Aéroport de Roissy : pourquoi les billets d'avion pourraient augmenter pour financer un chantier de 8,2 milliards d'euros
Le projet de modernisation de l’aéroport Charles-de-Gaulle n’échappera pas à quelques turbulences. Mercredi 29 juillet, le Groupe ADP, gestionnaire des aéroports parisiens et l’Etat, propriétaire des infrastructures, ont pourtant conclu une étape décisive : trouver un accord concernant le plan d’investissement du projet, « le plus ambitieux jamais réalisé à Paris », selon Philippe Pascal, Président-directeur général (PDG) de Groupe ADP.
8,2 milliards d’euros d’investissements repartis sur huit ans seront nécessaires aux travaux d’agrandissement. Ils devraient augmenter la capacité d’accueil du site de Roissy afin qu’il puisse recevoir 18 millions de passagers annuels supplémentaires, pour porter sa capacité globale à 90 millions de voyageurs d'ici 2035. Cette décision stratégique vise à booster « la compétitivité des aéroports parisiens », justifie le Groupe ADP notamment vis-à-vis des « grands hubs internationaux tels que ceux de Londres, d’Istanbul ou du Moyen-Orient » précise le ministère de la Transition écologique.
Vidéo
Lire aussi
L’augmentation des redevances aéroportuaires remise en cause
Le financement de ce projet, présenté pour la première fois en décembre 2025, repose principalement sur l’augmentation des redevances aéroportuaires. Un point qui irrite particulièrement les petites compagnies aériennes concurrentes d’Air France. Elles estiment que ce plan d’investissement leur fait « porter le financement d’une stratégie qui ne les concerne pas directement », indique le Scara (syndicat des compagnies aériennes autonomes) dans un communiqué publié le 3 août.

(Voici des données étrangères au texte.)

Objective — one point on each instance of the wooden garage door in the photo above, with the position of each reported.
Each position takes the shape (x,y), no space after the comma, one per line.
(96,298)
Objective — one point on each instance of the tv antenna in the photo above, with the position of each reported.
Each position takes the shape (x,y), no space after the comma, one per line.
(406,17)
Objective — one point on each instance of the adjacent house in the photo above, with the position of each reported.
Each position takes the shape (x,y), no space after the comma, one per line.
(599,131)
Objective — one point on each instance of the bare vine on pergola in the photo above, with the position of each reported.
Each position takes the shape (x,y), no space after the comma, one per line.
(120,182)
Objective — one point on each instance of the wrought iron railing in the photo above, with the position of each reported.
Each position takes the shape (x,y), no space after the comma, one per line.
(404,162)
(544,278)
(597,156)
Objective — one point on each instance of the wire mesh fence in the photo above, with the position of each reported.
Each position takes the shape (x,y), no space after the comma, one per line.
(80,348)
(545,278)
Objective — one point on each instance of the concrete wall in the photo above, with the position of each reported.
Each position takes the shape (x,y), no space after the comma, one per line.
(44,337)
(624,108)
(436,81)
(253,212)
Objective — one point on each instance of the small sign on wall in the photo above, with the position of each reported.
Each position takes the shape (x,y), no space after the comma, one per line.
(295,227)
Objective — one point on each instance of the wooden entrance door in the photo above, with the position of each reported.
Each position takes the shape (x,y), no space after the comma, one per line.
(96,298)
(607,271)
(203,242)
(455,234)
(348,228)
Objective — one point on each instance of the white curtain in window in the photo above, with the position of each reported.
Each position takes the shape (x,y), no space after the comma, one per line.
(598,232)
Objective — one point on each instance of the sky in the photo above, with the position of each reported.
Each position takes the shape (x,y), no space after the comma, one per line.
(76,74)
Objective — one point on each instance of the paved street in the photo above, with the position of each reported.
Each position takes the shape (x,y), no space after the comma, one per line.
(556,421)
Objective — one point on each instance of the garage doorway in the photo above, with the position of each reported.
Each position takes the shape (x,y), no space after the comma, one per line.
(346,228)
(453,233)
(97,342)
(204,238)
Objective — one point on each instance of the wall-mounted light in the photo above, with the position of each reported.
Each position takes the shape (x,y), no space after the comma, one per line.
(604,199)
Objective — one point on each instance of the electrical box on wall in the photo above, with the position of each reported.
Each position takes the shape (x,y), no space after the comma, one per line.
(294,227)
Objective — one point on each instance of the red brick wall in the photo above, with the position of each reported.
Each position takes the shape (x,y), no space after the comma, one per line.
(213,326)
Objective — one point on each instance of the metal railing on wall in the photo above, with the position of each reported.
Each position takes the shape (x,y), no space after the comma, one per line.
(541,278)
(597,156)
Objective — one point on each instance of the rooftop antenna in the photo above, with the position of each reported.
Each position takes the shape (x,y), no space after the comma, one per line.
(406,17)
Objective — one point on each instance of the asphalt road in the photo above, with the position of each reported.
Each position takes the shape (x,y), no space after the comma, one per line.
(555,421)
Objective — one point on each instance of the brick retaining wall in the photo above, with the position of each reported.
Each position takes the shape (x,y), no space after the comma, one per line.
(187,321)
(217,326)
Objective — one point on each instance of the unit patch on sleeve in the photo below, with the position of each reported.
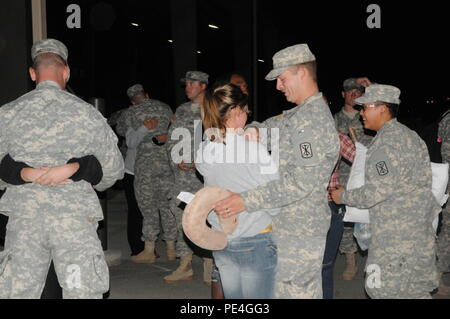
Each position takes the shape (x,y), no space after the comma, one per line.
(306,150)
(382,168)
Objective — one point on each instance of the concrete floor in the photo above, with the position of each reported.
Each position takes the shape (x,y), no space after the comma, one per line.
(140,281)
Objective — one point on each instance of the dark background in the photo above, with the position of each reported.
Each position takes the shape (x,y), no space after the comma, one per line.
(108,54)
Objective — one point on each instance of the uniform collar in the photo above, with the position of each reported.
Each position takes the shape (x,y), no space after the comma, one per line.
(46,84)
(387,125)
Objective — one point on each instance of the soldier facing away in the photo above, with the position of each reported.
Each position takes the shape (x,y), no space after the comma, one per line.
(153,176)
(397,192)
(44,128)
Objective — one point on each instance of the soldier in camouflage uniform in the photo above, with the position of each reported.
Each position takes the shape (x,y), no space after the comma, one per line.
(43,128)
(401,259)
(345,119)
(153,175)
(186,176)
(443,243)
(308,152)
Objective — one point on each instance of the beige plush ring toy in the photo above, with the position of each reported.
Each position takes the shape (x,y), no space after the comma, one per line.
(194,219)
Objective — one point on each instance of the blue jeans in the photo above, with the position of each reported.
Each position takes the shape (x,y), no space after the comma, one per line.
(247,267)
(331,247)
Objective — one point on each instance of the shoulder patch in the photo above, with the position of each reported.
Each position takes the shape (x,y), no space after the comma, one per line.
(306,150)
(382,168)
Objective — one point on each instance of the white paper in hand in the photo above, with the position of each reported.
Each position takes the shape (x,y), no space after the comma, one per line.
(186,197)
(356,180)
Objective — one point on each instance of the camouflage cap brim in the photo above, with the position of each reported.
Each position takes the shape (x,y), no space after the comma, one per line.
(183,80)
(365,99)
(369,98)
(272,75)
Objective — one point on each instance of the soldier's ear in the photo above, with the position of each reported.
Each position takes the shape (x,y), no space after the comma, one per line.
(32,74)
(66,74)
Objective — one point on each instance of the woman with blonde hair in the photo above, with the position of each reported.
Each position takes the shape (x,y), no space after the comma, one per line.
(226,159)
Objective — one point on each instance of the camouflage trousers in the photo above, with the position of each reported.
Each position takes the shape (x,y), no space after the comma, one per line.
(400,279)
(152,196)
(348,242)
(443,242)
(299,270)
(184,182)
(72,243)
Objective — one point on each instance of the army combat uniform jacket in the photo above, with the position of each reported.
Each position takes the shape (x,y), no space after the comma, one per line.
(308,151)
(397,192)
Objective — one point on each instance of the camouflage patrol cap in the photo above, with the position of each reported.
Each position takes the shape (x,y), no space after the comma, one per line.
(196,76)
(135,90)
(352,84)
(381,93)
(49,46)
(289,56)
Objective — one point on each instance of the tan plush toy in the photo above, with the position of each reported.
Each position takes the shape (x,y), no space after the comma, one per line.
(194,219)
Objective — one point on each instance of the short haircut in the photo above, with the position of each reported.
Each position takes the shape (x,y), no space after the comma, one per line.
(48,60)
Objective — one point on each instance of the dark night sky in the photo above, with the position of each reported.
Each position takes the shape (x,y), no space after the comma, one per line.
(409,51)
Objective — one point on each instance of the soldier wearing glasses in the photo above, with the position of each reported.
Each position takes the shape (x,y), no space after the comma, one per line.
(397,192)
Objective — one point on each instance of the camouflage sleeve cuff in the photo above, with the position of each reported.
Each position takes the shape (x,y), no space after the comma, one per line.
(90,170)
(10,171)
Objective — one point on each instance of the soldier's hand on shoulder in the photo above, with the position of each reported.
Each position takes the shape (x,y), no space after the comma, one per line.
(58,175)
(252,134)
(30,174)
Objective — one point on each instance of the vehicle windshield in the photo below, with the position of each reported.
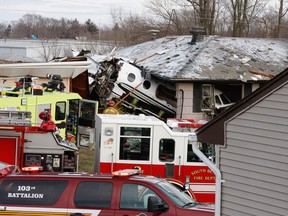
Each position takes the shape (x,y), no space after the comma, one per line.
(180,198)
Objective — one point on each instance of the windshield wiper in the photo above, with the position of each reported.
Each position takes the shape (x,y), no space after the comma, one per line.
(191,203)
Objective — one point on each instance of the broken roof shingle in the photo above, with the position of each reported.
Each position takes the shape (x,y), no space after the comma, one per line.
(214,58)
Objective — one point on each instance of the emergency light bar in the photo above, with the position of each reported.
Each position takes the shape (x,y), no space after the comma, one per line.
(32,169)
(127,172)
(184,123)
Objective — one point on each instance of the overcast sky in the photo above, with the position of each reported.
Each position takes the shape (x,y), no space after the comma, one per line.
(97,10)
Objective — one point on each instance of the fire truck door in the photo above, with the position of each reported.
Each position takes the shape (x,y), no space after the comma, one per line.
(167,158)
(41,108)
(86,123)
(10,151)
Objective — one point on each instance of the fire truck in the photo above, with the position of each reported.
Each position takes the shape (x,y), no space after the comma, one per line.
(68,109)
(158,148)
(24,145)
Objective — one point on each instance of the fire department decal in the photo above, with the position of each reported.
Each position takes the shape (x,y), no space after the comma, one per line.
(25,192)
(108,141)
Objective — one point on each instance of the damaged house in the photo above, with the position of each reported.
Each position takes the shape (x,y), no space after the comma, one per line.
(178,76)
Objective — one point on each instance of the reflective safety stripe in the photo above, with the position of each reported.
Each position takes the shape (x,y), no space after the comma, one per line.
(27,211)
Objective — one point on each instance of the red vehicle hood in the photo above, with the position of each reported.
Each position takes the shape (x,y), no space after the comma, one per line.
(6,169)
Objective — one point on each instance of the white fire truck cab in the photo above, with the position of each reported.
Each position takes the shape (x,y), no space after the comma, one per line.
(24,145)
(158,148)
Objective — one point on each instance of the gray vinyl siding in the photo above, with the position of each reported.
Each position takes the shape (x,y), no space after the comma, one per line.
(254,162)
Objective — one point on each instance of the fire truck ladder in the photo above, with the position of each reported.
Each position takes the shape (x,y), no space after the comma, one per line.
(15,118)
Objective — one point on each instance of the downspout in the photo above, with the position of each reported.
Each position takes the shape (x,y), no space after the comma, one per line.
(213,167)
(182,95)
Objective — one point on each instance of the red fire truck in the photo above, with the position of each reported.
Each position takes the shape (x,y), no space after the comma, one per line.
(158,148)
(25,145)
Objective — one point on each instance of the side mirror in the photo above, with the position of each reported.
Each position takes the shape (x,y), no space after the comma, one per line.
(186,185)
(154,206)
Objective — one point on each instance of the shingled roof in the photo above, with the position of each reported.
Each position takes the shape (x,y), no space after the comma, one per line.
(215,58)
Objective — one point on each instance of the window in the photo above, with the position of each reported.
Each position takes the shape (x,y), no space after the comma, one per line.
(135,196)
(134,143)
(31,192)
(167,150)
(93,195)
(60,110)
(206,149)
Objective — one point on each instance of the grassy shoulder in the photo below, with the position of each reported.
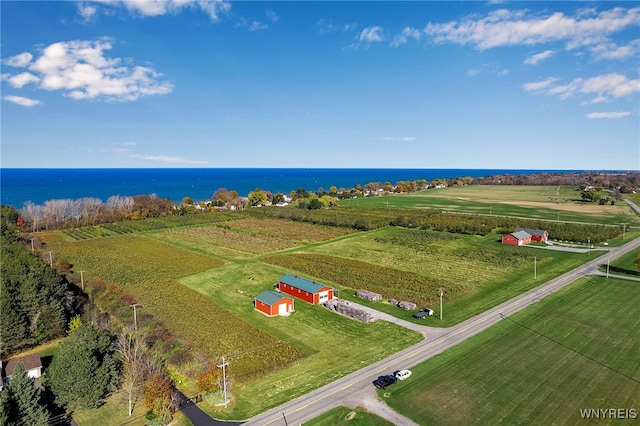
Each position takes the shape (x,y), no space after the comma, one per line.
(340,416)
(577,349)
(624,265)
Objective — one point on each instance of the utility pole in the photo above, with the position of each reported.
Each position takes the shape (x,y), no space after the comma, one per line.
(224,380)
(135,318)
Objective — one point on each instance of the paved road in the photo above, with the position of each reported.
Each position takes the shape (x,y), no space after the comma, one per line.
(356,388)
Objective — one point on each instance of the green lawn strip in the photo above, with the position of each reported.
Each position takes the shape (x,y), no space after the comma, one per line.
(340,416)
(502,201)
(623,265)
(333,345)
(113,412)
(575,349)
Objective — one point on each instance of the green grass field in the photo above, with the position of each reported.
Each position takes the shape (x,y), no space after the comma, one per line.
(343,416)
(576,349)
(536,202)
(326,338)
(623,265)
(485,272)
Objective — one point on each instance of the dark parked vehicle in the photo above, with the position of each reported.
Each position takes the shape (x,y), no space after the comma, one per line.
(383,381)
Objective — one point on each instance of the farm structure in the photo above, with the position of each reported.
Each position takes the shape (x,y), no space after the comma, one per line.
(31,363)
(518,238)
(539,235)
(307,290)
(272,304)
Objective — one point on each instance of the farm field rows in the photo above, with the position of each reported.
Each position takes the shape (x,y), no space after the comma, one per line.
(327,339)
(476,273)
(577,349)
(149,270)
(536,202)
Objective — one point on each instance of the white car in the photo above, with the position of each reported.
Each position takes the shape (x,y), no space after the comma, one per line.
(402,374)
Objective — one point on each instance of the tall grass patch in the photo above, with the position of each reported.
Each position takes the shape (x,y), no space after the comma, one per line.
(149,270)
(576,349)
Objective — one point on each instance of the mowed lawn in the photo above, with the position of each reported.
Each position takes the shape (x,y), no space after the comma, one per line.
(576,349)
(484,272)
(333,345)
(537,202)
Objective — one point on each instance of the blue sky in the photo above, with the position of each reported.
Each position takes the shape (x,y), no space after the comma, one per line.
(184,83)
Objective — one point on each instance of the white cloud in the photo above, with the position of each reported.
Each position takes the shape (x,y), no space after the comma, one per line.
(371,34)
(612,51)
(21,79)
(534,59)
(167,159)
(605,87)
(327,26)
(611,114)
(402,139)
(272,16)
(87,11)
(257,26)
(81,70)
(529,87)
(22,101)
(489,68)
(405,35)
(21,60)
(508,28)
(214,8)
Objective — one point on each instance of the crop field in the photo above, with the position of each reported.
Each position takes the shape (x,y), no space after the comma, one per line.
(340,416)
(288,230)
(149,270)
(476,273)
(326,339)
(223,242)
(536,202)
(576,349)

L’objectif serait d’« d’attirer des lignes internationales et à faire de Roissy-CDG un hub de correspondances apte à rivaliser avec les grandes plateformes internationales » poursuit le syndicat qui regroupe des transporteurs aériens effectuant du court et moyen-courrier ainsi que de l’Ultramarin comme Air Antilles, Air Caraïbes ou encore Air Corsica.
Dans le détail, le Groupe ADP parie notamment sur une croissance du trafic des passagers de 1,9 % par an pendant 8 ans pour financer les travaux ainsi que sur une hausse des tarifs de redevances plafonnés en moyenne à 2,1 points au-dessus de l’inflation pour la période 2021-2034. Selon le Scara, il faut prévoir une progression des redevances passagers de « 34 % sur les lignes domestiques et de 21 % sur les liaisons européennes et ultramarines, contre 16 % seulement sur les dessertes internationales. ».
Lire aussi
Une « distorsion de concurrence » au profit d’Air France ?
Le syndicat souligne aussi le déséquilibre des investissements prévus. « Près de 40 % » des 8,2 milliards d’euros « iront au hub de correspondances de CDG et 20 % aux liaisons point-à-point, les 40 % restants correspondant à des investissements communs », dépeins le Scara. Or, les passagers en correspondance ne représentent actuellement que 29,5 % du trafic total des aéroports du Groupe d’ADP, selon le syndicat.
Du côté d’easyJet, le directeur France, Bertrand Godinot qui s’est exprimé dans un article des Echos du 1er août, parle, quant à lui, de « distorsion de concurrence » visant à favoriser Air France. Il rappelle que l’abattement de redevance en cas de correspondance de 40 % aujourd’hui, passera à 60 %.
Le projet de chantier prévoit principalement l’aménagement d’un satellite international (zone d’embarquement) à la place du terminal 2G déjà existant, raccordé au reste de l’aéroport via une extension du métro interne, LISA. Les capacités des salles d’embarquement seront renforcées et un nouveau train de correspondance au sein du hub de Roissy sera créé. Le Groupe ADP souhaite lancer les travaux dès 2027. Il doit encore obtenir d’une part un avis consultatif des compagnies aériennes ainsi que l’aval de l’autorité de régulation des transports (ART) prévu pour cet automne.